Abstract

Urbanization has been identified as one of the issues with the greatest environmental impacts on water resources. This study aims to make an environmental diagnosis of urban water management with a systematic approach in a basin with great hydrogeological complexity. We have analyzed urban water management in the Langueyú basin, Argentina, in the period comprehended between 1940 and 2015 in which the city has had a disordered urban growth. It showed that the lack of integrated management together with urban expansion have resulted in a process of building densification and infrastructure that favors the recurrence and magnitude of exceptional hydrological events. This has been accompanied by a spatial displacement of these events and a lack of sanitary services with the same sense of urbanization.

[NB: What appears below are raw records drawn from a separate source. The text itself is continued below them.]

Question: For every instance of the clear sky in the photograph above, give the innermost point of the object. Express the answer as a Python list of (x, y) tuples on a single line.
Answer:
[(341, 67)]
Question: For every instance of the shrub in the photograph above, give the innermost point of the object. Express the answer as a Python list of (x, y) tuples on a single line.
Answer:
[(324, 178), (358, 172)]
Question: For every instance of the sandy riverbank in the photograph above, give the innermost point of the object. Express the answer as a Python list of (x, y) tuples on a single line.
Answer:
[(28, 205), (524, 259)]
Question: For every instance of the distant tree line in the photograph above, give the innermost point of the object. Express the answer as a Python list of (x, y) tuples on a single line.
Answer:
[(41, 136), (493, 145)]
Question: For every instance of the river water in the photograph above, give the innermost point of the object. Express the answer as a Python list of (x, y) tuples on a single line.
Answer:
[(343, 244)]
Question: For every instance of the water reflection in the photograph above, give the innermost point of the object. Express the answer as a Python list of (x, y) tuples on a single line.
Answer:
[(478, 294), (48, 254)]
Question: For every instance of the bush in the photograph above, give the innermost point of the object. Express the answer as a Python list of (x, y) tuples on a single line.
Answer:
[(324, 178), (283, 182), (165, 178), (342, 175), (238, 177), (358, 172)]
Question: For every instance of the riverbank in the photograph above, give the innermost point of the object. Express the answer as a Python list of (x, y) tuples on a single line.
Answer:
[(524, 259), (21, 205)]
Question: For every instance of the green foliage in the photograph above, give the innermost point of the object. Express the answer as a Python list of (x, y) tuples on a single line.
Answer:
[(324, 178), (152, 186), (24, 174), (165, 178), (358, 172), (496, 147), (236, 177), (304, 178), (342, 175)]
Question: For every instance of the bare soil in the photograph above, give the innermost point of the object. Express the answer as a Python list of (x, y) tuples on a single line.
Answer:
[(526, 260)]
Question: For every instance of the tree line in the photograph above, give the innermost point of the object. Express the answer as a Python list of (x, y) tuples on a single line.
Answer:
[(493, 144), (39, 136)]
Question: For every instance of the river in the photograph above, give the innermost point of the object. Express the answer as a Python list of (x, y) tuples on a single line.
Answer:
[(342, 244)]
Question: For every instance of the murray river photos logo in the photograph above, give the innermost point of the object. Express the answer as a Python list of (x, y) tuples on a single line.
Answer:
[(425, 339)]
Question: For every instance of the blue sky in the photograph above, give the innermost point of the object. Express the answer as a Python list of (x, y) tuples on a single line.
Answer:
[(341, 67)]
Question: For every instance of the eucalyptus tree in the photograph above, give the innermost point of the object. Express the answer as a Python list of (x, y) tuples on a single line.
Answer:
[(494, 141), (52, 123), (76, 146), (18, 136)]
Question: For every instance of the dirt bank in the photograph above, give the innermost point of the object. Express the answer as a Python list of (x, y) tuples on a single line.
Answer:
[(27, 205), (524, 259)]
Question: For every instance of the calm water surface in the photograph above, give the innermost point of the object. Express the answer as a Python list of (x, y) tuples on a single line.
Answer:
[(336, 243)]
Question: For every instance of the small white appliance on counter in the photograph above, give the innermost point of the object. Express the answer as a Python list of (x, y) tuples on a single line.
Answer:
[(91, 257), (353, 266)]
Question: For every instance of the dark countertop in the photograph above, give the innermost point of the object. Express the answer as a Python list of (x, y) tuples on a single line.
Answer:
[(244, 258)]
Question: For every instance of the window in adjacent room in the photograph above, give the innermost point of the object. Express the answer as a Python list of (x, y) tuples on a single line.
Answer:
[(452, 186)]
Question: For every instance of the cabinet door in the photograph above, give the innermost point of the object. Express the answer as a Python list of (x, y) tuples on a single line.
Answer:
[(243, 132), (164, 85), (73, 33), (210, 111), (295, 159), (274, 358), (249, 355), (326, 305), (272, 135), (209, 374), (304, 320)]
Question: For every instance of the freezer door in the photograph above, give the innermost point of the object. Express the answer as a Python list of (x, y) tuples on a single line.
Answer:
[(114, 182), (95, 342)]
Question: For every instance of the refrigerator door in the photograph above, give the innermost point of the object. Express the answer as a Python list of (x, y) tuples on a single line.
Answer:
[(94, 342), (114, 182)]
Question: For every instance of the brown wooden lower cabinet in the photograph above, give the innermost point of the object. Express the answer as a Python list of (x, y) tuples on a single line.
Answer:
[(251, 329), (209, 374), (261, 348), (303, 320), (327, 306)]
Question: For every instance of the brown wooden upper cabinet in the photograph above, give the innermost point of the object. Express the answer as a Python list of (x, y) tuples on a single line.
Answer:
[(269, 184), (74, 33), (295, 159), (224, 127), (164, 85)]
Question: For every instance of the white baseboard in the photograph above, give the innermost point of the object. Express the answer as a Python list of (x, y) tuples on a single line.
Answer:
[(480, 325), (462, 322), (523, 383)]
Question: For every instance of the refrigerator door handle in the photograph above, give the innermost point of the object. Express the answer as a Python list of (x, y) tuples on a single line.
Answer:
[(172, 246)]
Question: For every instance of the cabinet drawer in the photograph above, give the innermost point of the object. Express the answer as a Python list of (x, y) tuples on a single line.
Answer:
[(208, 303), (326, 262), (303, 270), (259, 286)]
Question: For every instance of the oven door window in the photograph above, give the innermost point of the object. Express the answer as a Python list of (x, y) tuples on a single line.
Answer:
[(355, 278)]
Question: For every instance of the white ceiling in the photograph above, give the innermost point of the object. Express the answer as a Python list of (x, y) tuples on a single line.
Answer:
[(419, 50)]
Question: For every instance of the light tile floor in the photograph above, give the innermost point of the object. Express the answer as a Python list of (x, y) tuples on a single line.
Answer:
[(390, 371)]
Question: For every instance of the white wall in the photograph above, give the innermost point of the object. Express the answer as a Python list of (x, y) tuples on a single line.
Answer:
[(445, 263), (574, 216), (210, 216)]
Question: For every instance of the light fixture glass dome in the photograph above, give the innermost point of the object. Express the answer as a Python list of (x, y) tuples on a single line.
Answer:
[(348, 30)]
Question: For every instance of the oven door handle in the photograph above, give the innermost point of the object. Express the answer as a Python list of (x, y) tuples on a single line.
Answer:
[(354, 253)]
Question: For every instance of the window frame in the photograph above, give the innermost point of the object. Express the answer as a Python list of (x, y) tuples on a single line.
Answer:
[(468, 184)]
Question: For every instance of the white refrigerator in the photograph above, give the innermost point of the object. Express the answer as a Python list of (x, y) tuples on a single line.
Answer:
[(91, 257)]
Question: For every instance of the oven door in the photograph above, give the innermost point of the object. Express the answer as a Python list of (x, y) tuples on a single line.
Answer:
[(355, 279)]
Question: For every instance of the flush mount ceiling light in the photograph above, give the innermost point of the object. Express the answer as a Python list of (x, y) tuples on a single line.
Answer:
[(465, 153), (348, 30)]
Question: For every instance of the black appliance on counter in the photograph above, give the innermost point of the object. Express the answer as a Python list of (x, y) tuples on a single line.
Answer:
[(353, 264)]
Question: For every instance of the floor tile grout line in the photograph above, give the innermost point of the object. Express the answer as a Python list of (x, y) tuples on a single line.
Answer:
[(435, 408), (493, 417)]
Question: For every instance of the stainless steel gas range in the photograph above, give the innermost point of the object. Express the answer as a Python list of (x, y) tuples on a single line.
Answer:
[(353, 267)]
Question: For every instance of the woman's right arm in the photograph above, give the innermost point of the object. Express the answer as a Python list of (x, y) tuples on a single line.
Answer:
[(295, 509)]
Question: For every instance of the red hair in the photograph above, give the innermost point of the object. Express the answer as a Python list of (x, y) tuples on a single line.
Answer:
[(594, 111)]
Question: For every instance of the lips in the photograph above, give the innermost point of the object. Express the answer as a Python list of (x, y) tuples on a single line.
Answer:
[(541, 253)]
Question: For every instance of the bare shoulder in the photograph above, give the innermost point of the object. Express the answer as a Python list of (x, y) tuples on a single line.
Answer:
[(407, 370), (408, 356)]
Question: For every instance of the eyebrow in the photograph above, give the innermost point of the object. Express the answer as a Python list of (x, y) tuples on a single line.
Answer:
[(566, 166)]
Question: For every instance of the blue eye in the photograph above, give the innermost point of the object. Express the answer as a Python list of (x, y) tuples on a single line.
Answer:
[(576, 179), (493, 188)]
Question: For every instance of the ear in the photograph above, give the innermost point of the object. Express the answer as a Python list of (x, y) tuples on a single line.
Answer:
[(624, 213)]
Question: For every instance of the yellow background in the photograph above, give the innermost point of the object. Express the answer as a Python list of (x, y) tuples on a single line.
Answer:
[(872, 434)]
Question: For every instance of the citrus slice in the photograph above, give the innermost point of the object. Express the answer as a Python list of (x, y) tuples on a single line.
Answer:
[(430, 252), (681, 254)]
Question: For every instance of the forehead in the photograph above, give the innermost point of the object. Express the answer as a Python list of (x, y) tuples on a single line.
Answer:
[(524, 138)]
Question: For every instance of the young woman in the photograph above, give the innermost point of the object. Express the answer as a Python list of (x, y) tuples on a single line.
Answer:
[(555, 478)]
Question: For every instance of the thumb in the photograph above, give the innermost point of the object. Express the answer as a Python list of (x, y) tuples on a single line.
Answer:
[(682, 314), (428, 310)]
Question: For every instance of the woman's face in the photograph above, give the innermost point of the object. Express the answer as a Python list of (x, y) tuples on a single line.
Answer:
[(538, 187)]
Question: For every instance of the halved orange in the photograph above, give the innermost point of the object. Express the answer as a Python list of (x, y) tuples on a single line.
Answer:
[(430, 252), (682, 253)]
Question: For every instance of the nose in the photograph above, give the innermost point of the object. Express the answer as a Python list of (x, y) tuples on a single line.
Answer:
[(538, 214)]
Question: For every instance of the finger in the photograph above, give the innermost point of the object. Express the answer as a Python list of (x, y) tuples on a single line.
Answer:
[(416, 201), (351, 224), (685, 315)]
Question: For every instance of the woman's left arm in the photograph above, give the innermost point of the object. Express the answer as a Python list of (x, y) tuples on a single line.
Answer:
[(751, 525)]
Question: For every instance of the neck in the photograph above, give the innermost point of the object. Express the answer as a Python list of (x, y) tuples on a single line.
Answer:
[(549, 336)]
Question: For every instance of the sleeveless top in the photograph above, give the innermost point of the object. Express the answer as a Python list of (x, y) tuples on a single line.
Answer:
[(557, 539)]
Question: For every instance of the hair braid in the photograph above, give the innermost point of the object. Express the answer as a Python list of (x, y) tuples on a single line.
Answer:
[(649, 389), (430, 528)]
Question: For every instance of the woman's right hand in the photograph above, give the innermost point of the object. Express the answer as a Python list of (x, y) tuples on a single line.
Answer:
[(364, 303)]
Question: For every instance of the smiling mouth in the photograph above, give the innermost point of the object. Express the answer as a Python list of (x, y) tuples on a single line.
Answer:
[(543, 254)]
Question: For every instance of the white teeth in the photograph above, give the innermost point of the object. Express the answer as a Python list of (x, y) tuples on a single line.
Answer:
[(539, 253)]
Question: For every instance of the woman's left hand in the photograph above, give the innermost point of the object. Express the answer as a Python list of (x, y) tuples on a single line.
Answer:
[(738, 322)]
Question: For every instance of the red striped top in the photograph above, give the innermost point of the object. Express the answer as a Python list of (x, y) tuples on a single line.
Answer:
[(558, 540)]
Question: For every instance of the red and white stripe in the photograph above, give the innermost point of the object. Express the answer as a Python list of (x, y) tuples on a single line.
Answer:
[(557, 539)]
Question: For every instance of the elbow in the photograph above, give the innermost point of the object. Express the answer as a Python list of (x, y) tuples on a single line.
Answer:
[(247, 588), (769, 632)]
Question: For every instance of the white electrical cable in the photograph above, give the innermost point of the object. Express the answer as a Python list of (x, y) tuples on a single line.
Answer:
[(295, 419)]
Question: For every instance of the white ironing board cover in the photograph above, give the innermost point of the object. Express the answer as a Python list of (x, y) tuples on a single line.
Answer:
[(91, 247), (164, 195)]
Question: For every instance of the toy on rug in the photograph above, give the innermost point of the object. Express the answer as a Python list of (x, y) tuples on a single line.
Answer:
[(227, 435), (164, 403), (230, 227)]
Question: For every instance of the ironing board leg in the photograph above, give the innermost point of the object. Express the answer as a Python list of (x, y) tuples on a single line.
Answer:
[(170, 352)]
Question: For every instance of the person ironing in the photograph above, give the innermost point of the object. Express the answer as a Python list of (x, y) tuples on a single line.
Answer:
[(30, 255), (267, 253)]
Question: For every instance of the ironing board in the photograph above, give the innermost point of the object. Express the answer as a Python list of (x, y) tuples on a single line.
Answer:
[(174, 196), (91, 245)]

It was also demonstrated that the lack of integrated water management this not only had consequences on the Tandil city services associated with the urban hydrological cycle, but also on the quality of its surface water resources (contamination of streams in its urban section) and groundwater (elevation of nitrates levels in water from wells water supply). The absence of a systemic approach to the problem has not considered the relationships between the subsystems involved in water management. This management has been based mainly on the application of structural measures. The main non-structural measure carried out has been to expand the regulations and some neighbor's struggle movements. Other non-structural measures promoted by several actors involved in urban water management, such as authorities, should be carried out in order to raise awareness amongst the population on the importance of water resource protection, especially in areas with hydrogeological limitations.